Trio of small earthquake­s in Berks County no cause for concern, geologist says

- By Karen Shuey kshuey@readingeag­le.com

A Kutztown University professor says the fact that Berks County experience­d three small earthquake­s within one week is no cause for concern.

“It’s not concerning because the earthquake­s were so low-energy,” Dr. Edward Simpson, a professor of geology and chairman of the school’s physical science department, said Monday. “We can get earthquake­s a lot bigger around here. In the scale of energy, those are so low that no one worries about them.”

Berks residents are no strangers to feeling the earth shake under their feet.

The area has a long history with earthquake­s, experienci­ng more than a dozen small but noticeable quakes over the past four decades. The most recent episodes came last week, with residents around Sinking Spring and Bernville hearing loud booms and feeling small temblors.

Tremors hit the Sinking Spring area on Nov. 7 and Friday. The first was a 1.7-magnitude quake and the second had a magnitude of 2.1. And a 1.5-magnitude quake was reported a few miles east-southeast of Bernville in Penn Township early Friday morning.

None of the quakes produced any reports of damage, but county emergency officials did get some calls about the noise they created.

Simpson said that having three quakes happen in such a short span doesn’t provide much insight into the future. It is not an obvious precursor to more tremors or a harbinger of a “big one” being on the way.

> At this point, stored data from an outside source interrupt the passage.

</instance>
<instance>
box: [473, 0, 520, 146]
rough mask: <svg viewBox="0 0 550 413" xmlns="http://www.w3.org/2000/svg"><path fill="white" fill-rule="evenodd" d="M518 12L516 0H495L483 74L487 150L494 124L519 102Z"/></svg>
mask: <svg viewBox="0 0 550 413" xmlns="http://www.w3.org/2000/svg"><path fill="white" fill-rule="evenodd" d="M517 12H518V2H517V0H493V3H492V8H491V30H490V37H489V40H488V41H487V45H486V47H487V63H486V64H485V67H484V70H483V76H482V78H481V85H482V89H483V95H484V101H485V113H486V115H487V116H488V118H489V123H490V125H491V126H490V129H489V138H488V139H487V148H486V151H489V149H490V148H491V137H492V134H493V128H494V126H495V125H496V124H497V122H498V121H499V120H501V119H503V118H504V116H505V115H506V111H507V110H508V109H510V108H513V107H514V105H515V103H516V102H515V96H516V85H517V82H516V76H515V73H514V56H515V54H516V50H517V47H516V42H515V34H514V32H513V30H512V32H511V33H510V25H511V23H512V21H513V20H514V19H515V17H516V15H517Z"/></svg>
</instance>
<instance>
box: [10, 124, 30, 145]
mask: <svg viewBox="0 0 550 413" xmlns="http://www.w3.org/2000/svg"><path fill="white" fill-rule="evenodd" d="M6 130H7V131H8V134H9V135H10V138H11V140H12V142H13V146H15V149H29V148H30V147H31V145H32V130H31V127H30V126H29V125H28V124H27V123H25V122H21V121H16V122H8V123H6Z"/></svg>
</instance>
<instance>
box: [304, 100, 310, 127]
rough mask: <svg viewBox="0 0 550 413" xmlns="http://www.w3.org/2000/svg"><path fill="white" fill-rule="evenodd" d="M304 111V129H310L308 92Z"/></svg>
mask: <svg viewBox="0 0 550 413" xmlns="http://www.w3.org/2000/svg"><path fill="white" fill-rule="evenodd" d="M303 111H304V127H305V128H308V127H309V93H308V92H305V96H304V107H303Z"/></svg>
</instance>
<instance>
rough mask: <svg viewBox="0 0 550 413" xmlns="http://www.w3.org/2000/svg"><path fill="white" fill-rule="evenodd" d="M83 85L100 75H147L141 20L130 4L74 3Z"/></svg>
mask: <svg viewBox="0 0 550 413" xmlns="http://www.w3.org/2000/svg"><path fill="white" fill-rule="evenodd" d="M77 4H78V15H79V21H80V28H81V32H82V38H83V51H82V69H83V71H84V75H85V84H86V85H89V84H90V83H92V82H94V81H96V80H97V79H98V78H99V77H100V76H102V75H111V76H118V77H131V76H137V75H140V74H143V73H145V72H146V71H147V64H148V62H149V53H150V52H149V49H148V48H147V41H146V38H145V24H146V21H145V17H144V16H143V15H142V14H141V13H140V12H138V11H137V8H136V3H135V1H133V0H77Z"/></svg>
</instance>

In some places where earthquake­s are common, geologists have a lot of data that can help to predict patterns. In rare cases those areas might experience foreshocks, which are smaller quakes that happen before a larger one.

In Berks, there simply isn’t enough data available to know if a few little quakes mean anything. But Simpson didn’t seem to think there’s much evidence that the recent quakes are foreshocks.

“Whether there is activity on the way is a tough one because we don’t know what foreshock patterns exist around this area,” he said. “I’m not aware of any foreshock patterns. If those are foreshock patterns, we haven’t been able to define them at this point.”

In fact, Simpson said, the quakes could even be just the opposite. He said they could be remnants of the last big earthquake to hit the area.

“They could even be aftershock­s from that 1994 quake, as the rocks continue to readjust themselves after they’ve been moved,” he said, referring to a 4.6-magnitude quake that hit Wyomissing Hills. “It is still a possibilit­y.”

Why is Berks prone to earthquake­s?

Well, the answer dates back some 199 million to 251 million years.

Simpson said this area has gone through four mountain-building phases dating back to the Triassic Period. All that geological tumult has left the rock buried beneath Berks filled with tons of small fault lines.

The faults vary in age and size, he said, which means there’s frequent readjustin­g and crumbling going on. That’s not uncommon, Simpson said, with somewhere around 130,000 tiny earthquake­s happening around the world each day.